Medical Care
Exogenous glucocorticoid therapy is the treatment of choice. Oral hydrocortisone (or other glucocorticoid) suppresses adrenocorticotropic hormone (ACTH) secretion and decreases 11-deoxycorticosterone (11-DOC) and corticosterone levels.
Potassium and blood pressure abnormalities resolve after suppression of excessive mineralocorticoid activity, although some hypertension may persist for months to years in older or more severely affected individuals. Patients with this condition require additional antihypertension therapy. Additionally, estrogen therapy has been suggested to worsen hypertension in a few patients. [3]
At puberty, male patients require sex steroid replacement (ie, testosterone). Female patients require cyclic estrogen-progesterone therapy. These therapies promote development of secondary sexual characteristics in both sexes and cyclic menstrual bleeding in 46,XX females.
Adults with 17-hydroxylase deficiency
Although extensive literature and experience regarding treatment of pediatric patients is available, little has been published regarding treatment of adults with congenital adrenal hormone deficiencies. Certainly, no consensus or published guidelines are available regarding types, dosages, or timing of steroid replacement in adult patients. [34, 35]
One survey in the United Kingdom demonstrated that the most widely used glucocorticoid in adult patients was hydrocortisone, followed by dexamethasone and prednisolone. Sixty percent of physicians surveyed used larger doses of glucocorticoids at night (reverse circadian pattern) to achieve adrenocorticotropic hormone (ACTH) suppression, and only 16% of treating physicians used body weight or surface area to determine dosage. [35]
Adult patients must be continuously and carefully treated, using body size or weight-related dosages (in a manner analogous to pediatric treatment) to avoid extremes of overtreatment and undertreatment.
Surgical Care
Perform a orchidectomy in 46,XY males who are raised as females; intra-abdominal testes carry a high risk of tumorous and malignant transformation. [12]

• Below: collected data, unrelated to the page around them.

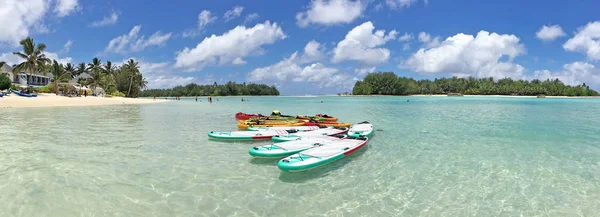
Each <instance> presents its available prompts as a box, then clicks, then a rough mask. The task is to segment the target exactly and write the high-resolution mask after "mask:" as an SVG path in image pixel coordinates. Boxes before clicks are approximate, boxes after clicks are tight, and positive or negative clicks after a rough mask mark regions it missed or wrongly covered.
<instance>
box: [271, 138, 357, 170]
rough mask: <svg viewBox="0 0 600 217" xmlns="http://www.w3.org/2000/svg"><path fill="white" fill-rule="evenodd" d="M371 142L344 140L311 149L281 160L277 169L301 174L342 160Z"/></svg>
mask: <svg viewBox="0 0 600 217" xmlns="http://www.w3.org/2000/svg"><path fill="white" fill-rule="evenodd" d="M367 141H369V139H368V138H366V137H362V138H357V139H344V140H340V141H336V142H333V143H330V144H326V145H323V146H318V147H314V148H310V149H308V150H305V151H301V152H299V153H297V154H294V155H292V156H289V157H286V158H284V159H281V160H280V161H279V163H277V167H279V169H280V170H282V171H285V172H300V171H305V170H310V169H314V168H317V167H320V166H323V165H325V164H328V163H331V162H333V161H336V160H339V159H342V158H344V157H346V156H348V155H350V154H352V153H353V152H355V151H356V150H359V149H361V148H362V147H364V146H365V145H366V144H367Z"/></svg>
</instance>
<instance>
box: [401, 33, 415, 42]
mask: <svg viewBox="0 0 600 217" xmlns="http://www.w3.org/2000/svg"><path fill="white" fill-rule="evenodd" d="M413 38H414V37H413V36H412V33H411V34H409V33H404V35H402V36H400V37H398V41H410V40H412V39H413Z"/></svg>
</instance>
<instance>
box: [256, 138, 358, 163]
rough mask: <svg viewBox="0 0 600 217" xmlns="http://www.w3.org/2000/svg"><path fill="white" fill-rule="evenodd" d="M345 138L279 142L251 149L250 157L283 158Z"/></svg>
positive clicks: (265, 157) (308, 138)
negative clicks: (302, 151) (277, 142)
mask: <svg viewBox="0 0 600 217" xmlns="http://www.w3.org/2000/svg"><path fill="white" fill-rule="evenodd" d="M346 137H347V136H345V135H344V136H340V137H334V136H313V137H302V138H301V139H300V140H294V141H288V142H280V143H275V144H271V145H264V146H257V147H252V148H250V150H249V153H250V155H252V156H253V157H259V158H284V157H287V156H290V155H292V154H296V153H298V152H301V151H304V150H307V149H309V148H313V147H318V146H322V145H327V144H330V143H333V142H337V141H340V140H342V139H345V138H346Z"/></svg>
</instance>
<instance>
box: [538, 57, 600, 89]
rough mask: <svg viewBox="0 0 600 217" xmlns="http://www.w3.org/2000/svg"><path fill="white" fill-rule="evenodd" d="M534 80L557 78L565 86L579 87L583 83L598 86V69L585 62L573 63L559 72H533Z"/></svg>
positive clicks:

Manifestations of 17OHD in 46,XX females include ovarian cysts and painful cyst rupture which may require surgical intervention. [32]
-
17-Hydroxylase Deficiency Syndrome. Normal adrenal steroid biosynthesis results in three products: mineralocorticoids (aldosterone), glucocorticoids (cortisol), and androgens (androstenedione). Cortisol production is regulated by feedback with adrenocorticotropic hormone (ACTH). ACTH stimulates the enzyme P-450scc (20,22 desmolase), with subsequently increased production of all adrenal steroids.
-
17-Hydroxylase Deficiency Syndrome. Representation of typical congenital adrenal hyperplasia (CAH). This example shows a deficiency in both the mineralocorticoid and glucocorticoid pathways. Decreased serum cortisol levels stimulate adrenocorticotropic hormone (ACTH) release via negative feedback. Increased ACTH secretion causes overproduction of adrenal steroids preceding the missing enzyme as well as those not requiring the missing enzyme. The example depicts a deficiency of 21-hydroxylase, resulting in deficient mineralocorticoid and glucocorticoid production and excessive androgen production.
-
17-Hydroxylase Deficiency Syndrome. C-17α-hydroxylase is necessary to convert pregnenolone to 17-hydroxypregnenolone (17-OH Preg) and progesterone to 17-hydroxyprogesterone (17-OH Prog). Absence of C-17α-hydroxylase impairs all sex steroid and cortisol production. Low levels of cortisol result in increased adrenocorticotropic hormone (ACTH) stimulation of steroids prior to the 17-hydroxylase step, resulting in increased accumulation and secretion of 17-deoxysteroids by the zona fasciculata, including pregnenolone, progesterone, deoxycorticosterone (DOC), and corticosterone.
-
17-Hydroxylase Deficiency Syndrome. Graphic illustration of deficiency. Absence of C-17α-hydroxylase impairs all sex steroid and cortisol production.